Financing readiness: insights from the Amazon Fund and Congo Basin Forest Funds' efforts to reduce emissions from deforestation and degradation
Financing readiness: insights from the Amazon Fund and Congo Basin Forest Funds' efforts to reduce emissions from deforestation and degradation
Finance to reduce emissions from deforestation and forest degradation, forest conservation, sustainable management of forests and the enhancement of forest carbon stocks (REDD+) has been innovatively structured to support ‘readiness activities’ prior to performance-based support.
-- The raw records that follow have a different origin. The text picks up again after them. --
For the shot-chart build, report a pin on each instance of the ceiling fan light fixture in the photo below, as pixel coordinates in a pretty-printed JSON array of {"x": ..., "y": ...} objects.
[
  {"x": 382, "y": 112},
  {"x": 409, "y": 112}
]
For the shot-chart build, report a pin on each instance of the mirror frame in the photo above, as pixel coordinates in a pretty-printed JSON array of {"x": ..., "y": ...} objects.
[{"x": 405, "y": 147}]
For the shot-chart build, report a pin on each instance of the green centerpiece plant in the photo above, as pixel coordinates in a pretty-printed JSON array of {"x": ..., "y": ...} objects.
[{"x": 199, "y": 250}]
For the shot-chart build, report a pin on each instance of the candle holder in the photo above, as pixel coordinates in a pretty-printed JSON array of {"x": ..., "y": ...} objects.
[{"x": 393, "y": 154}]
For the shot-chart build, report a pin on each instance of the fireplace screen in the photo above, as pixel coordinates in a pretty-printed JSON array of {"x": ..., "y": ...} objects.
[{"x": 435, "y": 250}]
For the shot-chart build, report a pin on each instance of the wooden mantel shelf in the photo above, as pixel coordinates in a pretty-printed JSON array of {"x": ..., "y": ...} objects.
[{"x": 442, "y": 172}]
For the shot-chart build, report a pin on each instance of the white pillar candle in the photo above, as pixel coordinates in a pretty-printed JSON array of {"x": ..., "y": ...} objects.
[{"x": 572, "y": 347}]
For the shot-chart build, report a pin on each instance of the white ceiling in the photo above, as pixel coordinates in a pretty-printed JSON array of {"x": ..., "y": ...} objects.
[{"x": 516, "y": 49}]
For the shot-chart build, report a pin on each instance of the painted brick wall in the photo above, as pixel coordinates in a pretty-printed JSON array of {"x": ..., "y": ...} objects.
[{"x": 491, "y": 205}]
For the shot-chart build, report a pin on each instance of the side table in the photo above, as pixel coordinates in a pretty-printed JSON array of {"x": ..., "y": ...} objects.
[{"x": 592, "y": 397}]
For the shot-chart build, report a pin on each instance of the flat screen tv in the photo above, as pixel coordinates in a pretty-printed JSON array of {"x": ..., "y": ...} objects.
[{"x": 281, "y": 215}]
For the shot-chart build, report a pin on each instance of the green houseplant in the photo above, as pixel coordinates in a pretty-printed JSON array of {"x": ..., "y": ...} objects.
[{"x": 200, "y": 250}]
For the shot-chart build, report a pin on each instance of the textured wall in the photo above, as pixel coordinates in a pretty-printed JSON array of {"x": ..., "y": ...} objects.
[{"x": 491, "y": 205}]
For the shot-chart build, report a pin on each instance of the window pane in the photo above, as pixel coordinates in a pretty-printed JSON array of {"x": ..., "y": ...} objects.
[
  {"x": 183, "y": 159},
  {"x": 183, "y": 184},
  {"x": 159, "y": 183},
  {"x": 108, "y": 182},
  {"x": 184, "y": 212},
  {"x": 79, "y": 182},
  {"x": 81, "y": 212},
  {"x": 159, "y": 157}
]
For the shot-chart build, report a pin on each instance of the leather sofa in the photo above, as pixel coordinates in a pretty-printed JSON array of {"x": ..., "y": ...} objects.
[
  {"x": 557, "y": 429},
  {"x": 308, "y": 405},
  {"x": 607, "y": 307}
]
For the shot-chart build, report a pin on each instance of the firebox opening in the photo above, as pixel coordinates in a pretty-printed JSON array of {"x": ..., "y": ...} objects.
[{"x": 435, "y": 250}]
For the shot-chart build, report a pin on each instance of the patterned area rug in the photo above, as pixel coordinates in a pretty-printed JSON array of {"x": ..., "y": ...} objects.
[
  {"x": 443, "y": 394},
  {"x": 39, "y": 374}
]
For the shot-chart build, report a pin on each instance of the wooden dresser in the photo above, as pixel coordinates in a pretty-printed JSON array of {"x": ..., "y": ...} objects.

The case for readiness finance is strong, given the challenges of addressing technical, policy, and institutional requirements of realising REDD+. Understanding of what constitutes readiness, however, has evolved from an early focus on technical considerations, to a more encompassing consideration of underlying policy and regulatory frameworks, and the need to strengthen the transparency, inclusiveness, accountability and coordination of governance systems that affect forests.
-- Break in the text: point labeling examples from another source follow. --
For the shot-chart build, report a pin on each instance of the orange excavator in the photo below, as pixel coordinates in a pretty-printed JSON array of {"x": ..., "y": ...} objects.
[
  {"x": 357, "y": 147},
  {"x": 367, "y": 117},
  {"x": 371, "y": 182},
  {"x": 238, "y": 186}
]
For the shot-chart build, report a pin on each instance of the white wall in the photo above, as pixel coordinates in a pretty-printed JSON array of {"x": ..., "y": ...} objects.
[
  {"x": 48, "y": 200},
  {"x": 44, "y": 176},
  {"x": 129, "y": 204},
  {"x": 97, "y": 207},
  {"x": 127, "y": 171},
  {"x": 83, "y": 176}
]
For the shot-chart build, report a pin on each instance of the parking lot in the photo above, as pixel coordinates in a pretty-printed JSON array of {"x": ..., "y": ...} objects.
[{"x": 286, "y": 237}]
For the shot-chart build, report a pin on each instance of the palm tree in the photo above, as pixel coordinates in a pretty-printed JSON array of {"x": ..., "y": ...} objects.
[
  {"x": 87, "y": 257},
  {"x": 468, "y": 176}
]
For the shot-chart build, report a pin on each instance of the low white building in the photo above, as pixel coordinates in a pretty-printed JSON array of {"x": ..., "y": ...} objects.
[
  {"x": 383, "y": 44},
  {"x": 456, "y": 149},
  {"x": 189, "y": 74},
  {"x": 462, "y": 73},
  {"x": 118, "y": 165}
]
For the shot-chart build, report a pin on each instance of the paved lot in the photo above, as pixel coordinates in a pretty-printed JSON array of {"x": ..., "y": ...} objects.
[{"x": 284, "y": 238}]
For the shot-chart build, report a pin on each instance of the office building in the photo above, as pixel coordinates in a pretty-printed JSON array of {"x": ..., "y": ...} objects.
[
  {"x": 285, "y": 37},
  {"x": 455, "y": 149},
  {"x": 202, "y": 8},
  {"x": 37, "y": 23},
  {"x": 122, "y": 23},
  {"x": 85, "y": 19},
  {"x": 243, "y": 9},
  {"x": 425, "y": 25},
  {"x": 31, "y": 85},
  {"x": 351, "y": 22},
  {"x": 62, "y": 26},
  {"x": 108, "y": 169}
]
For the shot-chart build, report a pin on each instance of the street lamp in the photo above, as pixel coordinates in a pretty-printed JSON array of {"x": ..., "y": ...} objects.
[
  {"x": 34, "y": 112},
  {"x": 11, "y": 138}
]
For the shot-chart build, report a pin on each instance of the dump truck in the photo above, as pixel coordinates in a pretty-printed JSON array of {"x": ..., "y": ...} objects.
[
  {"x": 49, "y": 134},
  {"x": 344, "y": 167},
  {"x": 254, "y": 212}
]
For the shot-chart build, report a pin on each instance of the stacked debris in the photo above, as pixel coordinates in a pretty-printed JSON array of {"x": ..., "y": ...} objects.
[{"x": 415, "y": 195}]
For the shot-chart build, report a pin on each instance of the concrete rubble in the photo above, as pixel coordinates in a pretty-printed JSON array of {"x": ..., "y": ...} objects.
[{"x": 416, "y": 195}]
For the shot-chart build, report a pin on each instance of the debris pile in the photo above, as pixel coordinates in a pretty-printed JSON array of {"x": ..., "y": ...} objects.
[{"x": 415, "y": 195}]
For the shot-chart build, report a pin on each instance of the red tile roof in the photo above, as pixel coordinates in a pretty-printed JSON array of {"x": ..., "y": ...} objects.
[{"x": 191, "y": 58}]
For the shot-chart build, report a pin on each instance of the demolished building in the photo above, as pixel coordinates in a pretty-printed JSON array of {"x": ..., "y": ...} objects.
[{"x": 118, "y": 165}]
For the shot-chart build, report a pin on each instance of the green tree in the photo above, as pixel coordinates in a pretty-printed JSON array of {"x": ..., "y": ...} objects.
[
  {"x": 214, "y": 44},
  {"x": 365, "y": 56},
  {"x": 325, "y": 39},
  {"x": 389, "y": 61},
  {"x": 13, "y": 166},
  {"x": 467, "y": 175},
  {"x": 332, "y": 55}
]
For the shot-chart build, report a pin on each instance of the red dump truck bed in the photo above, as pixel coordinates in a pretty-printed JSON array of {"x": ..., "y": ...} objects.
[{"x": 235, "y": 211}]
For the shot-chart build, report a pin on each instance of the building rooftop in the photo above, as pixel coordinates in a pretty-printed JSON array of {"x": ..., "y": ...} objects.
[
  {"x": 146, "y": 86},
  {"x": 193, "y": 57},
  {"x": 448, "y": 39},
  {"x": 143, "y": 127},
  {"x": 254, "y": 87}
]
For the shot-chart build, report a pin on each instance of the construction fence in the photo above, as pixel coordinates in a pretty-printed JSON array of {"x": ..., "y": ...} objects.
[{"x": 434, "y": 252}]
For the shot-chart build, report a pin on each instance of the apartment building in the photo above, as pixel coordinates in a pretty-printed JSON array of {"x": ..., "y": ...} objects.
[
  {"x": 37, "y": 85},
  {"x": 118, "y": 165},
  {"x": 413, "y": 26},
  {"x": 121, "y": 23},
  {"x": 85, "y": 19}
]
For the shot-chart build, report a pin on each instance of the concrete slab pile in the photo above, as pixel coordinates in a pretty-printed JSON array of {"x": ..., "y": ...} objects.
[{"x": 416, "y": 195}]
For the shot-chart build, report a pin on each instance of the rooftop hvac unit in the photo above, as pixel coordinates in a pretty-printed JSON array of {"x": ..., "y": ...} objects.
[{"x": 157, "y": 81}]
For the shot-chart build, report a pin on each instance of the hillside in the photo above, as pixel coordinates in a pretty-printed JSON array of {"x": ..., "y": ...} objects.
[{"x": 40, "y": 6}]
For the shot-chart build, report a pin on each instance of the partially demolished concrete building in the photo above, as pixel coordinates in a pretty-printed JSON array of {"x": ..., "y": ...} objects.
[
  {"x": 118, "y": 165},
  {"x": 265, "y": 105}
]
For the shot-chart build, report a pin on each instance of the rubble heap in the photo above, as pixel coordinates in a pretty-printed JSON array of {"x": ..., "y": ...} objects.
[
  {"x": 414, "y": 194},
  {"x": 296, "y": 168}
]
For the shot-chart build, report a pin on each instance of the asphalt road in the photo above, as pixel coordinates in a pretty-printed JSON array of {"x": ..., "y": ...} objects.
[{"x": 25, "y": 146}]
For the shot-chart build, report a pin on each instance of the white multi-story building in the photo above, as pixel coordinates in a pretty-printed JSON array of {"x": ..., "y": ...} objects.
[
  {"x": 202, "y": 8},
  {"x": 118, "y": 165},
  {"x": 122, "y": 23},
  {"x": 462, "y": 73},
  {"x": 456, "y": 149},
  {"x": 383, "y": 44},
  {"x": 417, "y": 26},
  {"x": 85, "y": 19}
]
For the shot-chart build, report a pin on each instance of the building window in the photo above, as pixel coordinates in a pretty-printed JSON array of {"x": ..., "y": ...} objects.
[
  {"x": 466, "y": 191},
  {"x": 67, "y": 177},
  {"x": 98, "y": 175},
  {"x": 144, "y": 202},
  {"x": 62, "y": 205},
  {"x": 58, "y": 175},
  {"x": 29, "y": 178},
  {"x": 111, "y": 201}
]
This paper considers the activities financed by the Brazilian Amazon Fund and the Congo Basin Forest Fund (CBFF) since their inception. These funds operate in very different contexts, whose needs for ‘readiness finance’ are therefore also substantially different. Each fund through its projects supports multiple activities. Both have made some efforts to fund programmes that address issues of policy and governance, and independent monitoring and verification of emission reductions, although the level of support has been relatively modest. The authors observe an ongoing need for greater coordination and coherence with other initiatives to finance REDD+ within the same region; in Brazil some institutional frameworks to prompt such coordination have now been established; such frameworks are much weaker in the countries of the Congo Basin.
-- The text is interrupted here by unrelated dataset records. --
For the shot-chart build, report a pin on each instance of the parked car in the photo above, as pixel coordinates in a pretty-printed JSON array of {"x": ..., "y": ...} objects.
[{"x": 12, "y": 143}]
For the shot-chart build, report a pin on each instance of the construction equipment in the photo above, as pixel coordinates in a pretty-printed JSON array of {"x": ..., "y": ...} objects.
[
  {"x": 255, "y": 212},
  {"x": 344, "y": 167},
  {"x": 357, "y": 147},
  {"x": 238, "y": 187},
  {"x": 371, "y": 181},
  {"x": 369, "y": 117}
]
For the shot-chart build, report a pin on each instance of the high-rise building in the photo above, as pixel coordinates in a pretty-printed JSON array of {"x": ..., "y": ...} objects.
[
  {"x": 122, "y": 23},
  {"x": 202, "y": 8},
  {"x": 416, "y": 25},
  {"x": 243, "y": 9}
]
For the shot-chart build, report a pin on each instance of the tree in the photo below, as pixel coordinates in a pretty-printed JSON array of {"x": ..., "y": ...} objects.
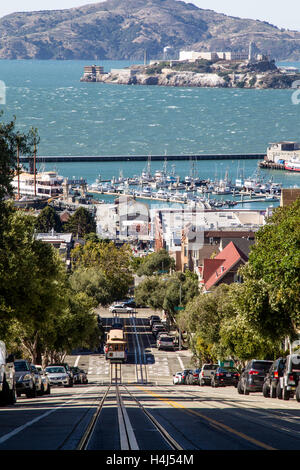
[
  {"x": 81, "y": 223},
  {"x": 12, "y": 143},
  {"x": 272, "y": 276},
  {"x": 102, "y": 270},
  {"x": 47, "y": 220}
]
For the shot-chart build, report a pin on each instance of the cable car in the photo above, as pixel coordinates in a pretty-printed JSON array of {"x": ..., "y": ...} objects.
[{"x": 116, "y": 346}]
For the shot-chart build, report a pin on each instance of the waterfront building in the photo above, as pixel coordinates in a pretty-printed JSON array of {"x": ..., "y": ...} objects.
[
  {"x": 191, "y": 235},
  {"x": 125, "y": 220},
  {"x": 192, "y": 56},
  {"x": 63, "y": 242},
  {"x": 223, "y": 268},
  {"x": 288, "y": 196},
  {"x": 285, "y": 151},
  {"x": 44, "y": 184},
  {"x": 91, "y": 72}
]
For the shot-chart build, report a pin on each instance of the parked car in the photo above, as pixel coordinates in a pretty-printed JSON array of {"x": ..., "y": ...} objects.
[
  {"x": 289, "y": 382},
  {"x": 80, "y": 376},
  {"x": 177, "y": 378},
  {"x": 25, "y": 379},
  {"x": 68, "y": 370},
  {"x": 120, "y": 308},
  {"x": 129, "y": 303},
  {"x": 271, "y": 382},
  {"x": 193, "y": 377},
  {"x": 206, "y": 373},
  {"x": 58, "y": 375},
  {"x": 157, "y": 328},
  {"x": 253, "y": 376},
  {"x": 223, "y": 376},
  {"x": 7, "y": 377},
  {"x": 46, "y": 387},
  {"x": 154, "y": 318},
  {"x": 165, "y": 342},
  {"x": 38, "y": 380},
  {"x": 185, "y": 374}
]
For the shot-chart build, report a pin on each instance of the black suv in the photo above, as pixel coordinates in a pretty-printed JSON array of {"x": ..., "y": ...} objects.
[
  {"x": 253, "y": 376},
  {"x": 270, "y": 386},
  {"x": 185, "y": 374},
  {"x": 223, "y": 376},
  {"x": 193, "y": 377}
]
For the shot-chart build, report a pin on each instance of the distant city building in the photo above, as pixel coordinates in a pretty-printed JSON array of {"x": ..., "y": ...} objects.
[
  {"x": 283, "y": 151},
  {"x": 91, "y": 72},
  {"x": 252, "y": 55},
  {"x": 223, "y": 268},
  {"x": 63, "y": 242}
]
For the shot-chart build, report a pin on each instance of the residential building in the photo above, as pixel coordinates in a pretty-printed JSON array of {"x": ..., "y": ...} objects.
[
  {"x": 192, "y": 235},
  {"x": 223, "y": 268},
  {"x": 283, "y": 151},
  {"x": 63, "y": 242}
]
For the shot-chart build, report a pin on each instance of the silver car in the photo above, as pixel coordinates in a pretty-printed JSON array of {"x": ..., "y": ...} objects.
[
  {"x": 58, "y": 375},
  {"x": 120, "y": 308},
  {"x": 46, "y": 386}
]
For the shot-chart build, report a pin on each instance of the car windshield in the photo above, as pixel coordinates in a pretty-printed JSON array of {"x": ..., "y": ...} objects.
[
  {"x": 21, "y": 366},
  {"x": 296, "y": 364},
  {"x": 55, "y": 370},
  {"x": 262, "y": 365}
]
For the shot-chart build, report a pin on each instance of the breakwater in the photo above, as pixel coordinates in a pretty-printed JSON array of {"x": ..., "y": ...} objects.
[{"x": 124, "y": 158}]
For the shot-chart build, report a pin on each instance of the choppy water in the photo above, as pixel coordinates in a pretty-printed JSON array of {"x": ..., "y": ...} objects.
[{"x": 75, "y": 118}]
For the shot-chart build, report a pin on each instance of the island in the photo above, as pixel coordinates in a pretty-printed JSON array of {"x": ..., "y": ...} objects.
[{"x": 259, "y": 73}]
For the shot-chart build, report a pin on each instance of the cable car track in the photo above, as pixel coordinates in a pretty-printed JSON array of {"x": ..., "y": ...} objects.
[{"x": 128, "y": 440}]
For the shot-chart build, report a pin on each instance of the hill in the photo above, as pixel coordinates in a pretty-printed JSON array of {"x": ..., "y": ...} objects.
[{"x": 124, "y": 29}]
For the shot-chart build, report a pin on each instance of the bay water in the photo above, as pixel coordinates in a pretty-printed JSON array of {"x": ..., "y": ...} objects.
[{"x": 77, "y": 118}]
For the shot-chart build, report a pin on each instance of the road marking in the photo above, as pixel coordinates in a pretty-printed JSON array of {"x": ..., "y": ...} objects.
[
  {"x": 29, "y": 423},
  {"x": 76, "y": 362},
  {"x": 210, "y": 420},
  {"x": 180, "y": 362}
]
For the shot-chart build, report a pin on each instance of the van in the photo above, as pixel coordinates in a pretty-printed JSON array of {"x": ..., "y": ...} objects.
[{"x": 7, "y": 377}]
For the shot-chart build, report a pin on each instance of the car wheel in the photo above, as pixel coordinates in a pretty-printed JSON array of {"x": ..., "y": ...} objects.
[
  {"x": 266, "y": 391},
  {"x": 279, "y": 391},
  {"x": 285, "y": 394},
  {"x": 31, "y": 393},
  {"x": 272, "y": 391},
  {"x": 298, "y": 393},
  {"x": 245, "y": 390}
]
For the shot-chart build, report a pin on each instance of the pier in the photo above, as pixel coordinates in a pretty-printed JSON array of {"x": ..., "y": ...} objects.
[{"x": 133, "y": 158}]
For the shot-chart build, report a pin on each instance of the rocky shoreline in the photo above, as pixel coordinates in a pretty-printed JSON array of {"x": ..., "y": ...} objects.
[{"x": 219, "y": 78}]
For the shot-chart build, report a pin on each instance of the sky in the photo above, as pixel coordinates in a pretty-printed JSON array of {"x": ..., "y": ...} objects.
[{"x": 282, "y": 14}]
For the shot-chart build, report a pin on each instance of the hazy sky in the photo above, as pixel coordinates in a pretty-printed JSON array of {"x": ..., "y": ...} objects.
[{"x": 285, "y": 14}]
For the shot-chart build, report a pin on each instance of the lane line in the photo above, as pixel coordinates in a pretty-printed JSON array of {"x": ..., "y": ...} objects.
[
  {"x": 16, "y": 431},
  {"x": 210, "y": 420}
]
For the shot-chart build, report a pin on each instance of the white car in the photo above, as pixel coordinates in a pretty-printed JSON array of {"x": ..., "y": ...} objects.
[
  {"x": 120, "y": 308},
  {"x": 58, "y": 375},
  {"x": 177, "y": 378}
]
REDD+ finance directed towards readiness has sought to achieve a lot on a small budget, and grapples with complex problems that many stakeholders have been seeking to address for decades, and, in many cases, with limited success. The authors review of the activities financed by the Amazon Fund and CBFF highlights that many aspects of readiness, particularly efforts to improve governance and strengthen associated institutions, will need ongoing support as part of performance based REDD+. The Amazon Fund programming seems to reflect this need, by funding activities that are an extension of readiness in the context of delivering performance based REDD+. This challenges static conceptualisations of readiness, however, in which there is a clear end point at which point a country is ’ready’. The notion of ‘thresholds’ may be helpful in providing an indicator that some progress has been made; however, it raises questions about how to assess whether and how those thresholds have been met.
The analysis suggests that issues of national context will largely shape such judgements, but there will also be a need for some objective metrics to inform such judgements. In turn, recognition of the need for ongoing and sustained investment, particularly in continuing to strengthen institutions and governance, may make the issue of where readiness stops and REDD+ begins less material for programming funds.